Reichskanzler von Bülow berief ihn zum Staatssekretär des Innern und schlug ihn als seinen Nachfolger vor. Am 7. Juli 1909 wurde er Reichskanzler, preußischer Ministerpräsident und preußischer Minister für auswärtige Angelegenheiten. Die innenpolitische Lage war nach der Sprengung des aus Liberalen und Konservativen bestehenden „Bülow-Blocks“ außerordentlich kompliziert geworden. Der persönlich konservativ gesinnte, aber auf Modernisierung hinarbeitende Bethmann Hollweg erreichte mit wechselnden Mehrheiten – er nannte das die „Politik der Diagonale“ – den Ausbau der Sozialpolitik. Eine moderate Reform des Dreiklassenwahlrechts in Preußen scheiterte am Widerstand der Konservativen. In der Zabern-Affäre – ein Leutnant hatte willkürlich elsässische Zivilisten verhaftet und war anschließend von seinen Vorgesetzten gedeckt worden – stellte sich der Kanzler vor das Militär, wofür ihm der Reichstag erstmals in der deutschen Geschichte das Misstrauen aussprach, was freilich keine praktischen Konsequenzen hatte.

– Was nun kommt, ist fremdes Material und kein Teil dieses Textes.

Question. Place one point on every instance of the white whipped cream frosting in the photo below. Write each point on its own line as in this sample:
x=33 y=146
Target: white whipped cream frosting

Die von Ludendorff angeregte Militärvorlage von 1913 unterstützte Bethmann Hollweg, da er hoffte, dass ihre Annahme eine neue Flottenvorlage verhindern würde, die die von ihm angestrebte Entspannung im Verhältnis mit England weiterhin unmöglich gemacht hätte. Immerhin gelang es ihm, nach den beiden Balkankriegen gemeinsam mit England den Konflikt einzudämmen, indem beide Mächte beschwichtigend auf ihre Verbündeten einwirkten. Beim Ausbruch der Julikrise nach der Ermordung des Erzherzogs Franz Ferdinand wollte er einen diplomatischen Sieg für die Mittelmächte und unterstützte den leichtsinnigen „Blankoscheck“ für Österreich-Ungarn, der die Krise verschärfte und mit zum Ausbruch des Ersten Weltkriegs beitrug.
Unter dem Druck von drohenden Streiks und Hungerunruhen war Bethmann Hollweg 1917 zu einem Verständigungsfrieden und einer Stärkung des Parlaments bereit, konnte aber die ihm in diesen Auffassungen nahestehenden Parlamentarier nicht von seiner Entschlossenheit und Durchsetzungsfähigkeit überzeugen. So entstand ein Bündnis von nationalliberalen und Zentrumspolitikern einerseits, der Obersten Heeresleitung, dem Kronprinzen und den konservativen Parteien, die seine Politik ohnehin scharf ablehnten, andererseits. Am 13. Juli 1917 trat er zurück.
Seine letzten Lebensjahre verbrachte er auf dem Gut Hohenfinow, wo er 1921 starb.